C'est alors que se forma l'une des plus singulières alliances : mon oncle Joe, que je détestais, et moi Johnny, un élève de seconde qui passait tout son temps à jouer aux jeux vidéos. Nous allions mettre en commun son expérience de bandit et mon expérience de gamer, pour gagner à Mission Elimination President.
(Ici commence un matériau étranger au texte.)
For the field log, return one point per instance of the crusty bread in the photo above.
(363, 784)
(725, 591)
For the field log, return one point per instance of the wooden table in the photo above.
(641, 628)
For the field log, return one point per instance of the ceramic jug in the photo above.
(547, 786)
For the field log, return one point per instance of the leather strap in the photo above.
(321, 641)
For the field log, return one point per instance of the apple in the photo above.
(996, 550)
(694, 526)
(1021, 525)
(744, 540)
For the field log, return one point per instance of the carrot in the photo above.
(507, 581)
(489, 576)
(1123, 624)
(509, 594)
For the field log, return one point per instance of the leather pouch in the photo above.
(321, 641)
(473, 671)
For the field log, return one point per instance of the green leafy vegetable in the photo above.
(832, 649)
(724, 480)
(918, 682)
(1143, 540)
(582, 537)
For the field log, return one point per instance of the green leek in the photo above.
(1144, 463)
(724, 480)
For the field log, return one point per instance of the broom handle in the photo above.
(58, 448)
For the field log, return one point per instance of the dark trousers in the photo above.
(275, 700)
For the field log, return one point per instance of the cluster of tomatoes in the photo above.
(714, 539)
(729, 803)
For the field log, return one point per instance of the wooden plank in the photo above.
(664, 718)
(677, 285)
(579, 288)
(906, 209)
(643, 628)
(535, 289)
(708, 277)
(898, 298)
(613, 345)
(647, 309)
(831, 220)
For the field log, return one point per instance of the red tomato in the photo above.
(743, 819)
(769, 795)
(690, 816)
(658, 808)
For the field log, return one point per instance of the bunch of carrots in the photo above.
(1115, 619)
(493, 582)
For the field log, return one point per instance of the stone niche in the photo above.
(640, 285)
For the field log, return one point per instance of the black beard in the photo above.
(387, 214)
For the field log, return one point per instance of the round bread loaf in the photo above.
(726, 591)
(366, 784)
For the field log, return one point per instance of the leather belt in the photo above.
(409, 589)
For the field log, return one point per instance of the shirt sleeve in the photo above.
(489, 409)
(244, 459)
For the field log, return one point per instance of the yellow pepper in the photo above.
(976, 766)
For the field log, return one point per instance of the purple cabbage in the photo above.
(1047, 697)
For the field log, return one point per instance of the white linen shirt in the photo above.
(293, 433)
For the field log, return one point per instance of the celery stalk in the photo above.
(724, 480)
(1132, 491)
Pour nous mettre à couvert, nous commençâmes par rejoindre un bois. Sur le chemin, nous n'avions dû faire face qu'à un policier avec son chien. Tous deux avaient remarqués notre drôle d'allure. Je fus impressionné lorsque mon oncle plaqua le chien au sol. Ce dernier, écrasé par des kilos et des kilos de graisse, ne tarda pas à mourir. C'était donc ça être un bandit, cela ne me faisait pas rêver du tout. Pauvre chien. Le pire étant qu'il ne sera pas notre dernière victime. Le policier, bien remonté, s'approcha de nous un taser à la main. Il nous fallait réagir vite, et alors qu'il était à un mètre de moi, je lui assénai un incroyable kick à la tête. Il s'effondra. Mon dieu ! Je n'avais jamais fait ce genre de truc dans la vraie vie, qu'est-ce qu'il m'arrivait d'un coup ? Je devenais comme mon oncle...un affreux bandit seulement motivé par ses propres intérêts. Et de drôles d'intérêts en plus : tuer un président. En inspirant, je pris conscience que j'avais obtenu les capacités du personnage Fox. Avec sang-froid, je m'imaginais alors en train de faire une partie. Tout cela n'était pas réel. Ensuite je pensai: "Qu'est-ce que je ferai alors ? J'ai passé beaucoup de temps à élaborer des stratégies dans ce jeu, sans pourtant jamais arriver à bout de la mission". Donc, première stratégie, simple: se mettre à couvert, observer les forces mises en place et intervenir le plus vite possible, avant que l'alarme ne soit donnée. Le policier était évanoui, et nous avions tout au plus un quart d'heure avant que d'autres policiers ne se lancent à notre poursuite. Nous trouvâmes un bois bien positionné, plutôt au centre de Paris. Je ne me situais pas encore très bien. Nous avions couru de toits en toits, pour privilégier la discrétion. Malheureusement dans notre « bois », il y avait plus de personnes que d'arbres. Notre taux de discrétion chuta. Heureusement, nous étions à Paris, c'est-à-dire que les parisiens ne faisaient guère attention aux bizarreries. A un moment, un groupe d'enfants un peu trop curieux nous entoura. J'allais leur dire que nous n'étions que des soldats en mission, quand soudain mon oncle leur tira dessus. Interloqué, mon regard allait de lui aux enfants. Il me sourit en me disant que ça n'était qu'un jeu. Raaah, je devrai encore le supporter longtemps?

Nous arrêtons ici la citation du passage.